Note Google is not the only search engine to introduce rich snippets. Other search engines, such as Bing, also show key information via structured data this way.

Global Knowledge Graphs

Search engines such as Google and Bing are also increasingly building a knowledge graph from the structured data they find and, for some searches, you will see a knowledge panel to the right of the page search results.

As an example, let’s do a search for the famous English playwright William Shakespeare:

To the right, you’ll see a key set of facts about William Shakespeare. These facts are taken from the Google Knowledge Graph – which if you are a developer you can query yourself using the Google Knowledge Graph API.

And Google are not the only search engine to build a knowledge graph – Microsoft for example have a knowledge graph called Satori.

One of the sources of data for the Knowledge Graph is structured data from web pages.

Smart Bots And AI

As structured data is machine readable, factual information can also be used by smart bots such as Cortana or Siri to look up information to human questions such as ‘what is the weather going to be like today?’.

Once it has interpreted your question, it can display key facts to you in response by looking up information stored as structured data – in this case, showing you some basic information showing the weather forecast for today where you live.

Note Because structured data can cause search engines or smart bots to refer to information you have on your web site, structured data may become increasingly important to Search Engine Optimization (SEO) strategies.

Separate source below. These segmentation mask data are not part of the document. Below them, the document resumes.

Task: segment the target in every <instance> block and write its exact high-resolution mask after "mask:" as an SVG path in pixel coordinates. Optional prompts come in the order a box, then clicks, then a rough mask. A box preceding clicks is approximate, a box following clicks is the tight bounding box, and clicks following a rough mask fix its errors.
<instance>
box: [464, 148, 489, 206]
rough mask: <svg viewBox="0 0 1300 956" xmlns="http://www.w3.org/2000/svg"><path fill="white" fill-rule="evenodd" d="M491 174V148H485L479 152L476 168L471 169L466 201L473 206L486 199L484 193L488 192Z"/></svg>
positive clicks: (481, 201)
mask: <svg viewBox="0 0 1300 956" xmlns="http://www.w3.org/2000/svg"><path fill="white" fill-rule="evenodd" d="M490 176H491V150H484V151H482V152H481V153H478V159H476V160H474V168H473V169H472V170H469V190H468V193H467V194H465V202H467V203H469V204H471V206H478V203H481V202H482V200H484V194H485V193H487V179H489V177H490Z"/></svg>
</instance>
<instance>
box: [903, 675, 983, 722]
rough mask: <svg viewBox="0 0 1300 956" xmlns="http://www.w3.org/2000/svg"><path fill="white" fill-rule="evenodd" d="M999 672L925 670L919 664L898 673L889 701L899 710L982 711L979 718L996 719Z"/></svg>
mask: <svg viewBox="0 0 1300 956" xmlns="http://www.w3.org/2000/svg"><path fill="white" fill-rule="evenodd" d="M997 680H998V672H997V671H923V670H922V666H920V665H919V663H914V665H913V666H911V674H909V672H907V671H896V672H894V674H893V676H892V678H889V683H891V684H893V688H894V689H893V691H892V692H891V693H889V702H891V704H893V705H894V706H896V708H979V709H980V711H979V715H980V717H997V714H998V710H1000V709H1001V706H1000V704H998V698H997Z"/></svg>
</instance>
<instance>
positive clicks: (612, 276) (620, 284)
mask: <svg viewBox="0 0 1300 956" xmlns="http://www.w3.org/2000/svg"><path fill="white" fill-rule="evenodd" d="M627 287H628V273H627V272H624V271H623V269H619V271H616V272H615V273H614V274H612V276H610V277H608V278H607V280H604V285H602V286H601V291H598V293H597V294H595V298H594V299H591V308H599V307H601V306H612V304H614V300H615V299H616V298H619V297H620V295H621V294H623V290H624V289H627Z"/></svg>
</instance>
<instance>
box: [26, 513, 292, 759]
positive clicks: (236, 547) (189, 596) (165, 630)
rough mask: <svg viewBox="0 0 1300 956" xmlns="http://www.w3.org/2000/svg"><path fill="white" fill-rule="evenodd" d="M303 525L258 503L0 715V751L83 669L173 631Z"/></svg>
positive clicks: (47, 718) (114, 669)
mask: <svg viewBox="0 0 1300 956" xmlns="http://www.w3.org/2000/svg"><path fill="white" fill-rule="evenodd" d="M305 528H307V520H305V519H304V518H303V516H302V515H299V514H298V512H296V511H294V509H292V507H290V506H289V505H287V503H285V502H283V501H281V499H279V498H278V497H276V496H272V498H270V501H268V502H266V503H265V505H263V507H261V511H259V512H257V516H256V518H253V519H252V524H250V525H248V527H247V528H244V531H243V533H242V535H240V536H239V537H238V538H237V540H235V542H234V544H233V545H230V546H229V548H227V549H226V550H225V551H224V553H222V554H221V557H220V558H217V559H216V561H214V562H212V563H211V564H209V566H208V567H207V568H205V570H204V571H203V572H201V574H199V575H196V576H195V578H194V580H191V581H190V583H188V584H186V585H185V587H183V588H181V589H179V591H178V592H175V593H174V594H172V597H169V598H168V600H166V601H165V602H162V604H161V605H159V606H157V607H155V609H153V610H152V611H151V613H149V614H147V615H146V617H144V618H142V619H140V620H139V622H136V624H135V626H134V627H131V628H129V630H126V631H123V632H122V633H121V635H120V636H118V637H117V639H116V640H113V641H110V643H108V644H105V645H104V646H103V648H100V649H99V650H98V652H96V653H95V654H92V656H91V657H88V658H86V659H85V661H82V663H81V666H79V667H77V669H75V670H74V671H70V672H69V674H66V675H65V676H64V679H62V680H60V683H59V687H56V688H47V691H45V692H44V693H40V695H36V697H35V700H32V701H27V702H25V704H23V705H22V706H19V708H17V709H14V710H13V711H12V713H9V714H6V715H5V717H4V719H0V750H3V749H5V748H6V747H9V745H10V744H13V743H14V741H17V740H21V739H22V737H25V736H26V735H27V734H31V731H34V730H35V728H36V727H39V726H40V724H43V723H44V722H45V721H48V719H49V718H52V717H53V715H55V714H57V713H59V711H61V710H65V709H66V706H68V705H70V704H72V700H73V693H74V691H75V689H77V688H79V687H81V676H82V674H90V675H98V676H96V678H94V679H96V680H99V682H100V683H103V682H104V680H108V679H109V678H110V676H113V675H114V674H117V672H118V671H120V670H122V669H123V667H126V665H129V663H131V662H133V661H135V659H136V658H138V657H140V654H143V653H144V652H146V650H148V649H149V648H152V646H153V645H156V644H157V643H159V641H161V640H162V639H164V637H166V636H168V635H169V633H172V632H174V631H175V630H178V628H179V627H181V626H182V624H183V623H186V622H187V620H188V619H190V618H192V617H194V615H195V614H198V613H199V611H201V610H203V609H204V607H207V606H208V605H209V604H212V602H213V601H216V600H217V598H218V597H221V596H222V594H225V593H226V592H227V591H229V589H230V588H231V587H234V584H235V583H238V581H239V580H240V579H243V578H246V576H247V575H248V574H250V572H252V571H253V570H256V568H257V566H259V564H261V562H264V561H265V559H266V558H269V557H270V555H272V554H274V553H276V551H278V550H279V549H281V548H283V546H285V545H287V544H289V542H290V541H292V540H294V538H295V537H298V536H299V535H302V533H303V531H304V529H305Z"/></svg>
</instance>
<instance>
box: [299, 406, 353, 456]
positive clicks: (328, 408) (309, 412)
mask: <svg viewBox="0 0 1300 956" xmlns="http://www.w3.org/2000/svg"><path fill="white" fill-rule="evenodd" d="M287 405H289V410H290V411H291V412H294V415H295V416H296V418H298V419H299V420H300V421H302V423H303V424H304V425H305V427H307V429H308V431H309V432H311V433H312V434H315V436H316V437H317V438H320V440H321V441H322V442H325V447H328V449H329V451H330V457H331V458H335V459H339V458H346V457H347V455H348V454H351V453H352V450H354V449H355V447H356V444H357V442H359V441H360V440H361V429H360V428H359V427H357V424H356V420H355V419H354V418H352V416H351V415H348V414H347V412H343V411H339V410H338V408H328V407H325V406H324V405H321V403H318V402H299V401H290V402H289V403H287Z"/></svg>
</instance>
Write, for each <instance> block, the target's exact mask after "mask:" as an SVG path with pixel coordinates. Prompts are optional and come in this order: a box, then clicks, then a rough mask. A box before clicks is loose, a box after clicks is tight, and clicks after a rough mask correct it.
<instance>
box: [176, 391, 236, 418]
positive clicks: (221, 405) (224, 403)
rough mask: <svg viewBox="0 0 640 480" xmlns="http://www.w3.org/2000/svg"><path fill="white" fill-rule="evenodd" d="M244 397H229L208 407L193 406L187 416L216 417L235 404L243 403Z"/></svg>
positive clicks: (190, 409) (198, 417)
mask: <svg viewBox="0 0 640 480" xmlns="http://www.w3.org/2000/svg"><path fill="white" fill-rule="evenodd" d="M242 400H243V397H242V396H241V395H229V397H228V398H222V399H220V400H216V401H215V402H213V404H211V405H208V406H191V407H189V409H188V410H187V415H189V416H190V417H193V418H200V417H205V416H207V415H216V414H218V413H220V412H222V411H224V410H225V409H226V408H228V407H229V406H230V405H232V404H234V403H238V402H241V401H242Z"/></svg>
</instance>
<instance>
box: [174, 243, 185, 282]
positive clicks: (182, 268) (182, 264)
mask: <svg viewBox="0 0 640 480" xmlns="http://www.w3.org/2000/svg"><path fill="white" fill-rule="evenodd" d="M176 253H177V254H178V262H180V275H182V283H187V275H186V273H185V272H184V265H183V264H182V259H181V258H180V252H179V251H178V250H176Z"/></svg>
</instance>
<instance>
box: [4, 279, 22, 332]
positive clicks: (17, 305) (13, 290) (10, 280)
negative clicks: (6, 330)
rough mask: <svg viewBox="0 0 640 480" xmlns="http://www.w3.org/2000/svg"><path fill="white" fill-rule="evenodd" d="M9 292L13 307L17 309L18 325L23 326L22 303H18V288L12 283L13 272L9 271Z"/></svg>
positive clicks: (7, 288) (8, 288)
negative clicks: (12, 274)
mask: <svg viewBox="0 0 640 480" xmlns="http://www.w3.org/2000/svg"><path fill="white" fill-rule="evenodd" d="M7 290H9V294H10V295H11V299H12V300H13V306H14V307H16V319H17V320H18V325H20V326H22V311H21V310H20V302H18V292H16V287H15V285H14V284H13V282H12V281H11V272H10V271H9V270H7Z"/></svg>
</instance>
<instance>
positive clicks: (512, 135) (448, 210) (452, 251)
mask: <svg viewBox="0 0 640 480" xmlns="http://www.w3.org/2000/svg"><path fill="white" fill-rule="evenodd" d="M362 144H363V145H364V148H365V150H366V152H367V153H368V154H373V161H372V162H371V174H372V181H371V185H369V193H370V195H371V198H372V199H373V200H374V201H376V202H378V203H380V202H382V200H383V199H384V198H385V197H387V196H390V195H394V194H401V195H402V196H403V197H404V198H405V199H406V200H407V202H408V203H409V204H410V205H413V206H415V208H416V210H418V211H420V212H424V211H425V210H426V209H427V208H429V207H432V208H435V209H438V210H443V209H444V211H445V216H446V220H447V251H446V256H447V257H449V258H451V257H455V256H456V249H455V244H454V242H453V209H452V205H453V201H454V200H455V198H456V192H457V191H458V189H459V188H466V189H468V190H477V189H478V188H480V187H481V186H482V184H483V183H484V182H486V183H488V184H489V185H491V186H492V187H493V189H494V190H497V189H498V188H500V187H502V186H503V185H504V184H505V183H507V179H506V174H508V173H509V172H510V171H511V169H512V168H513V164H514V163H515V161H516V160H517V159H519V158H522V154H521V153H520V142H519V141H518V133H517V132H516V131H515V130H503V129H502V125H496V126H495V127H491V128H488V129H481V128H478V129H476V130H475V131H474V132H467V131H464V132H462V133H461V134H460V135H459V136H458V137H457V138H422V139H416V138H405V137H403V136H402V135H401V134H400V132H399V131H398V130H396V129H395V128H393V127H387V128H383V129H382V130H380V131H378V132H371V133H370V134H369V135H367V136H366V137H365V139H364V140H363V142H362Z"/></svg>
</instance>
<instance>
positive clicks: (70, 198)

1.3 Structured Data Standards

So, how do you publish your information in a way that search engines can understand what things (people, places, articles etc.) a page contains? We use a structured data standard.

We will not look at the detail of any structured data standards in this tutorial, but typically structured data is embedded in web pages that already exist within the HTML code for the page.

We will look at how this works in practice in our next tutorial.

Structured data standards are still emerging, but some key terms and phrases that come up again and again in this area that you need to know about include:

  • Schema.org, a standard dictionary of ‘things’ defined by key players such as Google.
  • Microdata, a general term used to described the embedding of structured data within the HTML markup already on a page.
  • JSON-LD, a key syntax used to embed structured data in web pages, typically in the header of the page.
  • RDFa, a specific flavor of RDF designed for embedding in HTML markup.
  • Knowledge Graph, a huge structured index of things found on the web according to structured data standards. An example would be the emerging Google Knowledge Graph.

We will learn more about these terms as our tutorials progress.

You have completed this lesson. You should now understand the following:

  • What the term structured data means.
  • How software such as a search engine can use structured data.
  • A basic familiarity with some of the key terms and phrases surrounding structured data.